Nov 18, 2019

WaPo: Bipartisan senators reviewing IRS whistleblower complaint

Trump walking.

Photo: Drew Angerer/Getty Images

Staff for Senate Finance Chairman Chuck Grassley (R-Iowa) and Ranking Member Ron Wyden (D-Ore.) are looking into a July whistleblower allegation related to possible interference with an audit of President Trump's or Vice President Mike Pence's tax returns, the Washington Post reports.

What we know: Staffers met this month with the whistleblower, who reportedly claims that at least one political appointee inside the Treasury Department may have attempted to interfere with an audit process, according to the Post. Follow-up interviews are expected, but it's not yet clear if the senators have deemed the whistleblower credible. The Trump administration has suggested the whistleblower is acting on political motivations.
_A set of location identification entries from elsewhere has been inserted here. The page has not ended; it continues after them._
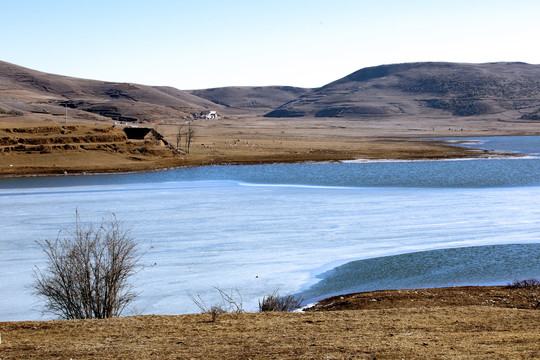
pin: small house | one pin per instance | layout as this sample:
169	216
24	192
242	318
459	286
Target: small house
147	134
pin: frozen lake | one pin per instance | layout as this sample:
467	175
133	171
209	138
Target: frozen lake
268	227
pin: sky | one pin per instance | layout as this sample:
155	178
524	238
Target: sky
196	44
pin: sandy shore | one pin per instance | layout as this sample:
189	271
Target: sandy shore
446	323
257	140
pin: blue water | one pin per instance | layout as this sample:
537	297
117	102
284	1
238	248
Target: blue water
476	265
296	228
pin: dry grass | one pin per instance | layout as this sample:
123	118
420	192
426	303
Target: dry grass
470	332
248	140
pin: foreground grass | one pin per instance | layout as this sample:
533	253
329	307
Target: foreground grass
417	327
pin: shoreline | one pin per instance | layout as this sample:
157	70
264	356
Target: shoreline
437	150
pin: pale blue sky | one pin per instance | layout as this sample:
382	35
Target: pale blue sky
209	43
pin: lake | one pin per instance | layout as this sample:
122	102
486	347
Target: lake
308	229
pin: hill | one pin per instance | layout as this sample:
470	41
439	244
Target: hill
426	90
445	323
256	99
26	91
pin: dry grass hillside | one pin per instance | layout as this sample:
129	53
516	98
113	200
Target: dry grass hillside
501	91
446	323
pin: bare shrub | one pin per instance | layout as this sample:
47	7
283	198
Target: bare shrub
231	302
276	302
88	270
527	283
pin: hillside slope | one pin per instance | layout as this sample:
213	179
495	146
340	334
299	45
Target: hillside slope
426	90
251	99
26	91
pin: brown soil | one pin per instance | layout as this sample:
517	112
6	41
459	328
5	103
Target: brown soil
34	145
451	323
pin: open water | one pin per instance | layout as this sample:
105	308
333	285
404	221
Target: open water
307	229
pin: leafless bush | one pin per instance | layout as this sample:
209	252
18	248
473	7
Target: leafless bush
231	302
527	283
88	270
276	302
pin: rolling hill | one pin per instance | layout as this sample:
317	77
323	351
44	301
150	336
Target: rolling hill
26	91
422	90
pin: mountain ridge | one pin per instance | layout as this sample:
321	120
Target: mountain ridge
423	90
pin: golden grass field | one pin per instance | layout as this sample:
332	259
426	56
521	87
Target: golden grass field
452	323
233	140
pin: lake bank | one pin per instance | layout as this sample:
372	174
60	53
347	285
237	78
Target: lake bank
467	322
247	141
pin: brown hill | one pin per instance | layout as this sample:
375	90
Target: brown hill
426	90
254	100
26	91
  • The whistleblower is known to be a career IRS official. They claim to have received word of the audit interference secondhand and recently filed additional documentation related to their original complaint, per the Post.
  • Details of the additional documents are unknown. The complaint was first disclosed by House Ways and Means Chairman Richard Neal (D-Mass.) in an August court filing.
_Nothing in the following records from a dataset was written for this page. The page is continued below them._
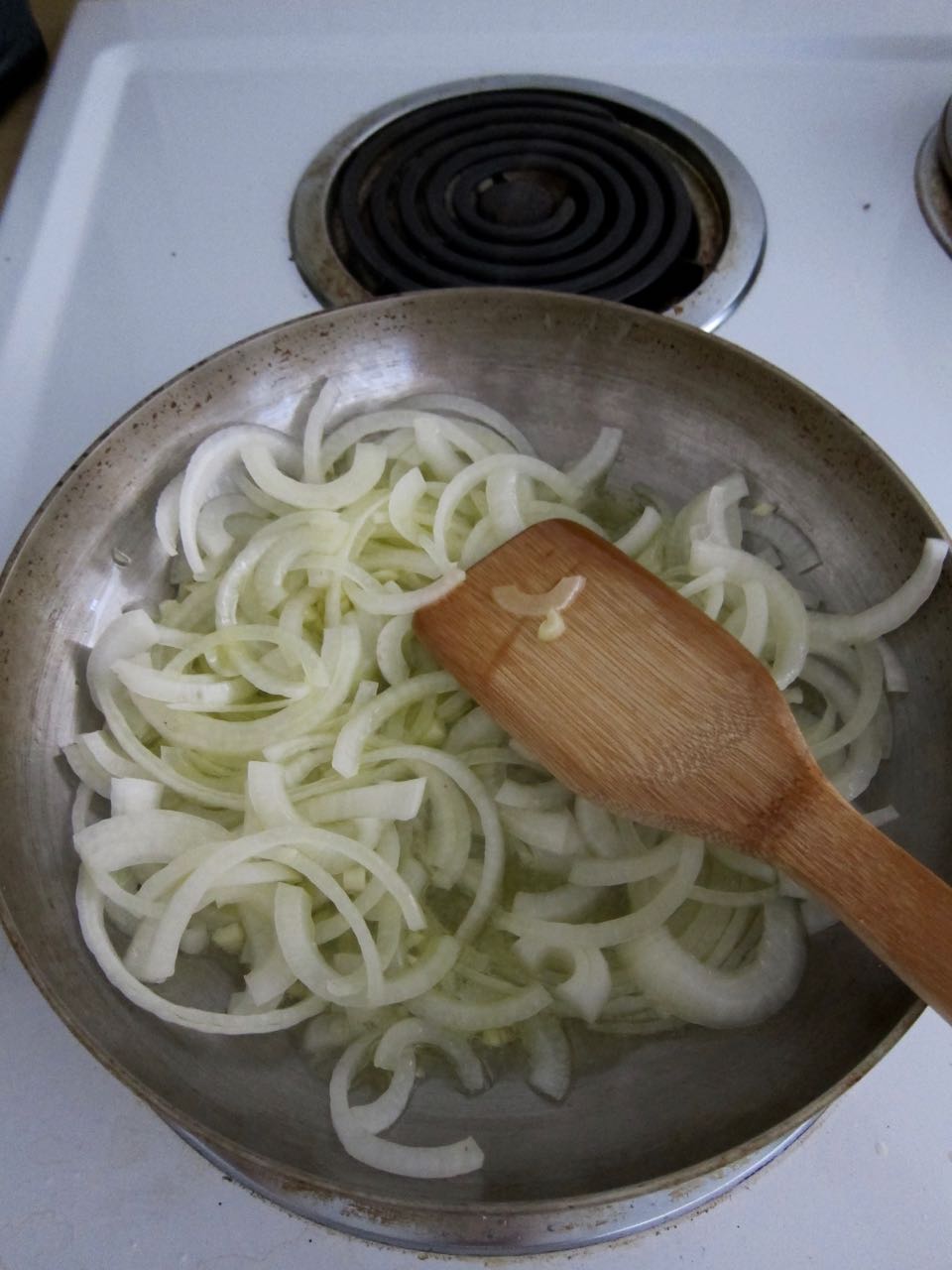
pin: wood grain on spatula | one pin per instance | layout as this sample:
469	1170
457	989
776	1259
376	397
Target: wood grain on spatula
649	707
Between the lines: Trump has faced calls to release his tax returns since the 2016 election. He originally claimed that ongoing audits prevented him from disclosing his tax returns to the public.
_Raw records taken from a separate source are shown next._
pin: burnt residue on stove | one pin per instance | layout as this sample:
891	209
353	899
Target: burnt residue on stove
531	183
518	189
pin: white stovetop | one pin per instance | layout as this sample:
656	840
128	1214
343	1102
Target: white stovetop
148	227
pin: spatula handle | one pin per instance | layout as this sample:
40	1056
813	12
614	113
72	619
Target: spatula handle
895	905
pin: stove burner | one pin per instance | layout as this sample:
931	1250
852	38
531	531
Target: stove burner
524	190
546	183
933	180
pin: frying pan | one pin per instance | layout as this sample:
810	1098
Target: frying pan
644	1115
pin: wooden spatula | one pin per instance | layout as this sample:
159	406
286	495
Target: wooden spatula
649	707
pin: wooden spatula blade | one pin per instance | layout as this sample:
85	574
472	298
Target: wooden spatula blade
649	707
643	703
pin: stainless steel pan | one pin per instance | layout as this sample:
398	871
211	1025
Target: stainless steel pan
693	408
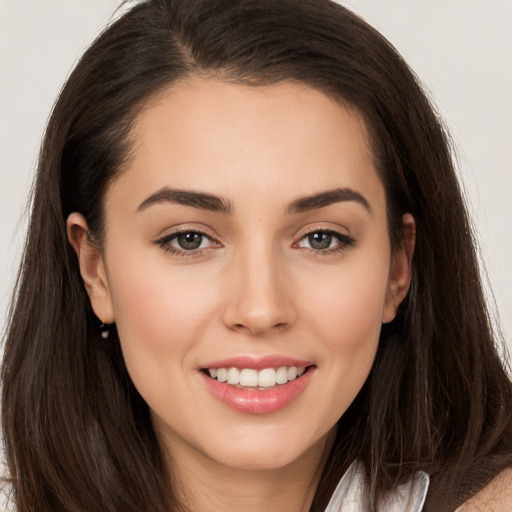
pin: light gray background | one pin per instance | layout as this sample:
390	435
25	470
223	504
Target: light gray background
461	49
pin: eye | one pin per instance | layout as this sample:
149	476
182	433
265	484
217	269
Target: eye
326	241
186	242
190	241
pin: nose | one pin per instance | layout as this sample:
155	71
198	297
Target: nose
259	295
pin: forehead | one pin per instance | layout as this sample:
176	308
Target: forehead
286	138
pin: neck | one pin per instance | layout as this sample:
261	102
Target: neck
206	486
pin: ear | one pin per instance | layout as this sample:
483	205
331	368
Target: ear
400	271
92	267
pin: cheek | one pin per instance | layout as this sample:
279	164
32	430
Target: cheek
158	311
  • Various House investigations, including an ongoing lawsuit filed by Neal's Ways and Means Committee, have demanded access to the returns.
  • Trump's private legal team has asked the Supreme Court to block subpoenas for the tax returns from both House Democrats and New York prosecutors.
  • On Monday, the Supreme Court issued an administrative stay blocking House Democrats' subpoena until both sides can file the necessary legal papers. It has not yet made a decision on the subpoena from Manhattan's district attorney.

What to watch: Rhetoric used by Trump to attempt to delegitimize the whistleblower in the ongoing Ukraine investigation could easily translate to this scenario, too.